Assembly braces for battle over MPs’ membership * Panel delays vote on PM’s grilling

KUWAIT: The Anti-Corruption Authority (Nazaha) referred yesterday a member of the Central Agency for Public Tenders and his spouse, along with a company staff member, to the public prosecution on corruption charges, including the deliberate act of inflicting damage to public funds. Mohammad Buzubar, Nazaha’s Assistant Secretary General for Investigations and its official spokesman, told KUNA that Deputy Prime Minister and Minister of State for Cabinet Affairs Anas Al-Saleh referred a report in early 2018 based on Cabinet decision no. 1657 of Dec 25, 2017.

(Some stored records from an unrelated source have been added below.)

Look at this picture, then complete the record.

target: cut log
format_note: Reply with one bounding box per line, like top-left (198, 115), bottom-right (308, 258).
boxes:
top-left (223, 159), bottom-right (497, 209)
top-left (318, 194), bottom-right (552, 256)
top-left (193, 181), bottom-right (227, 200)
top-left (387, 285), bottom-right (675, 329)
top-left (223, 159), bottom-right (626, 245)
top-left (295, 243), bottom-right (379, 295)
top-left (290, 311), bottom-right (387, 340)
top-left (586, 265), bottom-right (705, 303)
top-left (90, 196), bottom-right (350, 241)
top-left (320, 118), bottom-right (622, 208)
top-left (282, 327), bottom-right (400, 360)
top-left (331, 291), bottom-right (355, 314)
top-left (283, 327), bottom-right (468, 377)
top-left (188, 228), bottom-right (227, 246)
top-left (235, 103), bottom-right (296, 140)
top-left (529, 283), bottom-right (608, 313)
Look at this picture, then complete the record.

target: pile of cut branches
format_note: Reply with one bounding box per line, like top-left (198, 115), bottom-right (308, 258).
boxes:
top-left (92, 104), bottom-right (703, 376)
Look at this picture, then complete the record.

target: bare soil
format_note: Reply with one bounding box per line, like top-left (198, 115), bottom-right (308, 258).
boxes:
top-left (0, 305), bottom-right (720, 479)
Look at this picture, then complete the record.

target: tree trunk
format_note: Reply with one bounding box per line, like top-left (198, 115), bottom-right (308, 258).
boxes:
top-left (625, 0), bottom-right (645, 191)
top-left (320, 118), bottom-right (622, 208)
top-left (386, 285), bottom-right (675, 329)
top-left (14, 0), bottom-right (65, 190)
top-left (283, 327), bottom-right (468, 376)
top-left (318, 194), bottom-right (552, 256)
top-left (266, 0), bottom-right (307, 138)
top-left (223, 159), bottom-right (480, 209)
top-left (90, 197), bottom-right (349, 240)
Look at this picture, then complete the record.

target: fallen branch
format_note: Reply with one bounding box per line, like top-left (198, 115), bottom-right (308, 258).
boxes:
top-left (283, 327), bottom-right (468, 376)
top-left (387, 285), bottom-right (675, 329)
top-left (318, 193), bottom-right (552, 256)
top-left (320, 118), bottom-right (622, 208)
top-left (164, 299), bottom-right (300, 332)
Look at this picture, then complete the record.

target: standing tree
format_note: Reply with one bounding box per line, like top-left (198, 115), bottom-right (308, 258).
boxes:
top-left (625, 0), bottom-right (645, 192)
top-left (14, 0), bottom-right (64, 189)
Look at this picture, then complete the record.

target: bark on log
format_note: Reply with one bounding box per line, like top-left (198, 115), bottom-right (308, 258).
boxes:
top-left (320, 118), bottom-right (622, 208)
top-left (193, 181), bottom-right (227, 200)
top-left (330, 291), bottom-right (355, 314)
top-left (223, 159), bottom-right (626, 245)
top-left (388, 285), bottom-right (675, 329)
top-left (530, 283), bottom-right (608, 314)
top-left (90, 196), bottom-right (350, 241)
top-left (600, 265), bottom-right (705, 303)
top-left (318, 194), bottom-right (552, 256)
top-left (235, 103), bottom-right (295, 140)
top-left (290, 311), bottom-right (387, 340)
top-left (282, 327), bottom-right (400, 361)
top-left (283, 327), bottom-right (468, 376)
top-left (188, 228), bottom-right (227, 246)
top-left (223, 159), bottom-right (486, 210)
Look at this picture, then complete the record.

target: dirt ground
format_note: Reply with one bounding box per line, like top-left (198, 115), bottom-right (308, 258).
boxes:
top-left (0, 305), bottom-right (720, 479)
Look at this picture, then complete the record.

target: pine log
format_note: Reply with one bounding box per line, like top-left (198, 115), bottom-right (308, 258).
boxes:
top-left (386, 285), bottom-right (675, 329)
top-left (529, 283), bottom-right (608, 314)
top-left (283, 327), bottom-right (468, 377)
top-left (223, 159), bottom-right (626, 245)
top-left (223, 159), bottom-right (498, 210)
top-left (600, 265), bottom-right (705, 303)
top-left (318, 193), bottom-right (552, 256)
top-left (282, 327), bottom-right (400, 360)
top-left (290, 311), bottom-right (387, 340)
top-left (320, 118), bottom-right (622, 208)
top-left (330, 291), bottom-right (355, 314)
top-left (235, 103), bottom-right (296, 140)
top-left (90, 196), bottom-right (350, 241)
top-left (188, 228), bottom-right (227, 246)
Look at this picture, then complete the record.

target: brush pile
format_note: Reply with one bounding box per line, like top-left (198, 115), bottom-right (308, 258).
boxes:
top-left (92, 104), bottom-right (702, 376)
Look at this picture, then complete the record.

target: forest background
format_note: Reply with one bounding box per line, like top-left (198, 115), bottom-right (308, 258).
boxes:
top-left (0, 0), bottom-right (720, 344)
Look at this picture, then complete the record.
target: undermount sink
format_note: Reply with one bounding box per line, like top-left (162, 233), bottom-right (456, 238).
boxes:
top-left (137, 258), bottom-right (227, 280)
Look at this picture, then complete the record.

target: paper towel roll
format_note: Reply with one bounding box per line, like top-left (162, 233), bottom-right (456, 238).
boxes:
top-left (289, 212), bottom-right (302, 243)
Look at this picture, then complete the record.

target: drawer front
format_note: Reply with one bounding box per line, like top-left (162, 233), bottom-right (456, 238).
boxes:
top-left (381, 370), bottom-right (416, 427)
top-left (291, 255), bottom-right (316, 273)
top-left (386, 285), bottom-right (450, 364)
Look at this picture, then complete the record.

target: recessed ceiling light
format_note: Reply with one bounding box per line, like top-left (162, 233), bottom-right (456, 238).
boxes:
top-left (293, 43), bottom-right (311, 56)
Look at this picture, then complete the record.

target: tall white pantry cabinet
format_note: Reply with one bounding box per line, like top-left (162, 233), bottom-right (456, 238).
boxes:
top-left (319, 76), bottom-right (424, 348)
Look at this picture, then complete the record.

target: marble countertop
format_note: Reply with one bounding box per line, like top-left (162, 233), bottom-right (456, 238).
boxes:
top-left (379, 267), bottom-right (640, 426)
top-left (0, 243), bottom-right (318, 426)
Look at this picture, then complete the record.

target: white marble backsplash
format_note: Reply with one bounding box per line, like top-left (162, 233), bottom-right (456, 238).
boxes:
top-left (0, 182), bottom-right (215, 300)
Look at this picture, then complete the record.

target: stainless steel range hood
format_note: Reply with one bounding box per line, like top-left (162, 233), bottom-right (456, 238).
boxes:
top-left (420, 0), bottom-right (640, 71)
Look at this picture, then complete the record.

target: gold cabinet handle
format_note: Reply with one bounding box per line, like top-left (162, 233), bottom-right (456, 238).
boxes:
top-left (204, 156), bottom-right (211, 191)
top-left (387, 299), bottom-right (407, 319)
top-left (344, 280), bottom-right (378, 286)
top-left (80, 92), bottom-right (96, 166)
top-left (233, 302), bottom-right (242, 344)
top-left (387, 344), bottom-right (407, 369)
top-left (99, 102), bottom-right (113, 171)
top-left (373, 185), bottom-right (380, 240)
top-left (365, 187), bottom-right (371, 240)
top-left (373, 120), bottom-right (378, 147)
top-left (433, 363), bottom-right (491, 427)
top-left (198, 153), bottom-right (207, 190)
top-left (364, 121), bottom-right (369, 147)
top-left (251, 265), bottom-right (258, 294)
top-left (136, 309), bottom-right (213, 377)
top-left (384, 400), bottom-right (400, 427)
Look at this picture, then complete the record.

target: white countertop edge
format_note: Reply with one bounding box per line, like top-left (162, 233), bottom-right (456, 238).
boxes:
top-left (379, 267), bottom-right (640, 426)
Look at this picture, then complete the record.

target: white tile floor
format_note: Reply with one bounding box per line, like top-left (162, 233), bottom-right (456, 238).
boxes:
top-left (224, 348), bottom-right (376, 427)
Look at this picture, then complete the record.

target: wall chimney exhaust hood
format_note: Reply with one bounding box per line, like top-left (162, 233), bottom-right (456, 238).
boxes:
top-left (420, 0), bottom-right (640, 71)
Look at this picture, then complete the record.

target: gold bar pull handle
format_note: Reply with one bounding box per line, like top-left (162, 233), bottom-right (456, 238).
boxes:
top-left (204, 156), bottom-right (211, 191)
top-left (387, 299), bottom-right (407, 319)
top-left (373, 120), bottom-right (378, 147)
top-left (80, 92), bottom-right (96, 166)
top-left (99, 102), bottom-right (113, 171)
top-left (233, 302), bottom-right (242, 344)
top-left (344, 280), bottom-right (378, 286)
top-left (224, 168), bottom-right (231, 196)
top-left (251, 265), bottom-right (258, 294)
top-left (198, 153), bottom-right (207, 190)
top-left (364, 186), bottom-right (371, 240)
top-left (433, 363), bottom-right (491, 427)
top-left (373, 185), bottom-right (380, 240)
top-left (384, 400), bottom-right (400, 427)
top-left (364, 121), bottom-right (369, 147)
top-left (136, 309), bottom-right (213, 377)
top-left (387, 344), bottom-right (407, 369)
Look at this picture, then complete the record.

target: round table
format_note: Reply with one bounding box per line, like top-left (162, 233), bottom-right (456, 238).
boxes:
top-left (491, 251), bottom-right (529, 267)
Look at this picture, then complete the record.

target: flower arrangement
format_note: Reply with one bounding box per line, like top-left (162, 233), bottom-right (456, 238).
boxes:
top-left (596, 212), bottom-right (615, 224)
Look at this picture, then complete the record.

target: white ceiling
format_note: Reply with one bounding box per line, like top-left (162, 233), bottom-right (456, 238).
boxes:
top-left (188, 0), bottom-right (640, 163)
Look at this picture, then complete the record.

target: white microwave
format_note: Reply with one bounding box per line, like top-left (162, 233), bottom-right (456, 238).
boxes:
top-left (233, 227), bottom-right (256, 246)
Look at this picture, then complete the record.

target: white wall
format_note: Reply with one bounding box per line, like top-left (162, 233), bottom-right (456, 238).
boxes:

The report, which was prepared by a judicial fact-finding committee, was based on suspicions and accusations that some members of the tender agency’s board of directors were directly involved in approving a contract with the health ministry and a company that provides ambulances. Buzubar added that the authority also received a letter earlier from the ministry of health suspecting officials in the ministry of corruption over the supply of ambulances to the ministry worth KD 3,720,000 from the same company and using the same style in contracting.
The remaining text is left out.